After the comparative highs of Confessions of a Window Cleaner and Confessions of a Pop Performer, the series that had become the most famous of all the British sex comedies of this era began to settle down into looking a lot more like its peers. There may be a caption at the end which informs us that the Confessions films are the genuine article, as if to say "accept no imitations", but as there were so many of this type of thing it was difficult for many audiences to see what the difference was. I'd imagine the producers thought they secured a better quality of guest star, or enjoyed a higher standard of jokes.

However, while there are a few decent enough chuckles with ...Driving Instructor, it was obvious they were running out of ideas, although Christopher Wood was still turning out the original novels and indeed provided the script here. The concept of women so sex-starved that they would resort to shagging their driving instructors, not even to pass their tests, mind, seemed a lot more desperate than a quickie with the window cleaner or being caught up in the lower echelons of showbiz. Perhaps for this reason the whole driving school premise doesn't take up a huge part of the story, mainly reduced to sketches in the main plot.

That main plot sees, somewhat surprisingly, Timmy take on the British class system as a working class crusader breaking down the barriers between the toffs and the hoi polloi. The main object of his affection is, therefore, Mary (Lynda Bellingham, then-wife of the producer) who is the posh daughter of the owner of the rival school next door, played by Windsor Davies somewhat bizarrely not with his Welsh accent, but as a Scotsman complete with kilt (but equally oddly, without any "Is anything worn under the kilt?" "No, it's all in perfect working order" style of gags). Davies' Mr Truscott has a sidekick in George Layton playing Bender, who is also vying for Mary's affections.

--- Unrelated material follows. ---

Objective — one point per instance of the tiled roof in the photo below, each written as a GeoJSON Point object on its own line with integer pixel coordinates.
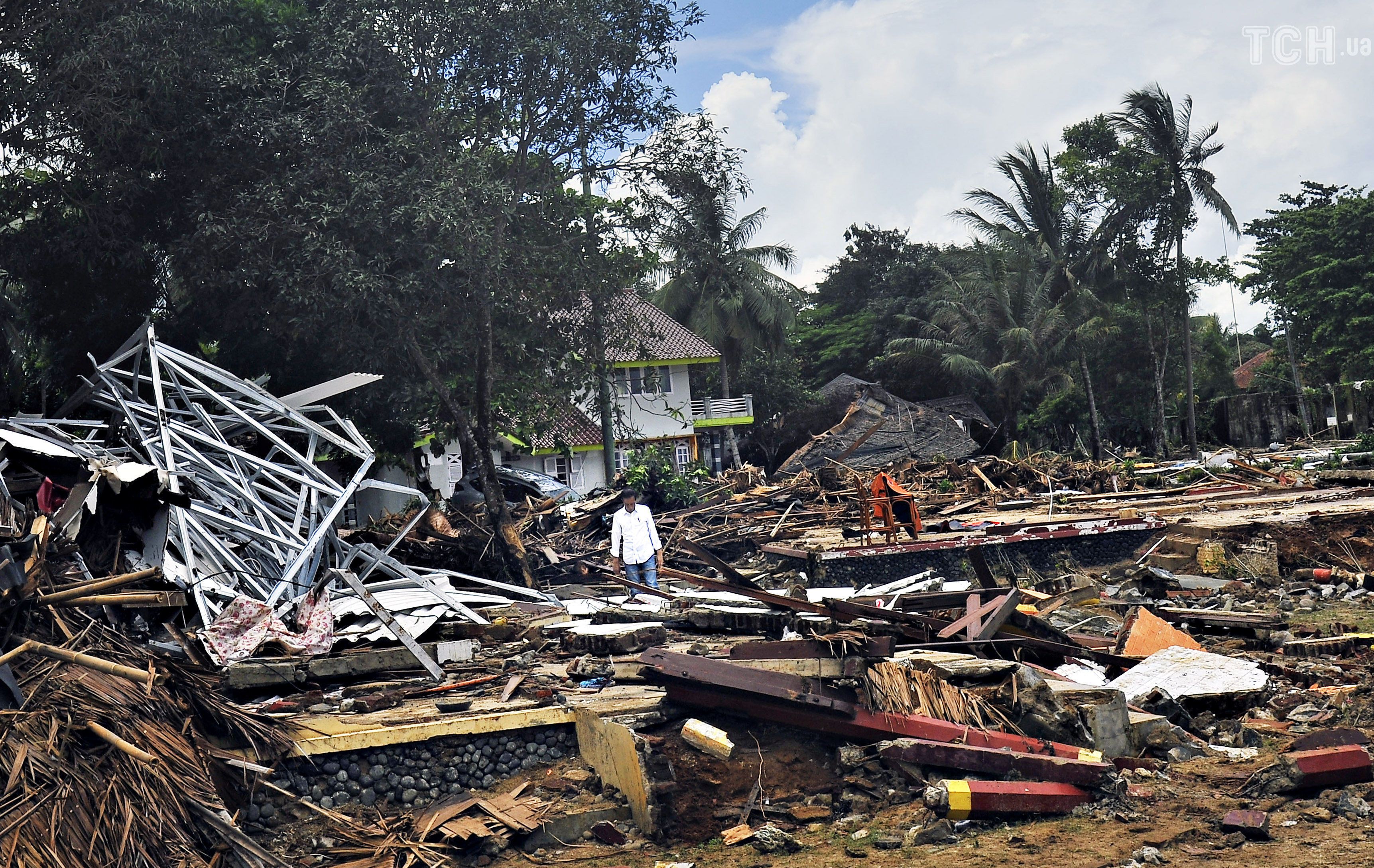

There are hints that the producers might have liked to stage some Death Race 2000 stunts, but were lacking the money to pull them off, so when Irene Handl gets behind the wheel as a little old lady who has failed her test forty-three times, she careers around the road to some extent, but the crashes that result are minor. Although they do get her to drive the wrong way up a motorway, we don't see how she ends up parking the car on top of a transporter, just as we don't see Timmy's car landing in a pond when he accidentally lets the handbrake off when he finally gets close to Mary. Class differences raise their head when Timmy is seduced by a Lady whose Lord is out fox hunting, or when the family goes to a posh restaurant and feel out of their depth, but while this could have been mined for better laughs, this instalment settles for average most of the way. Music by Ed Welch.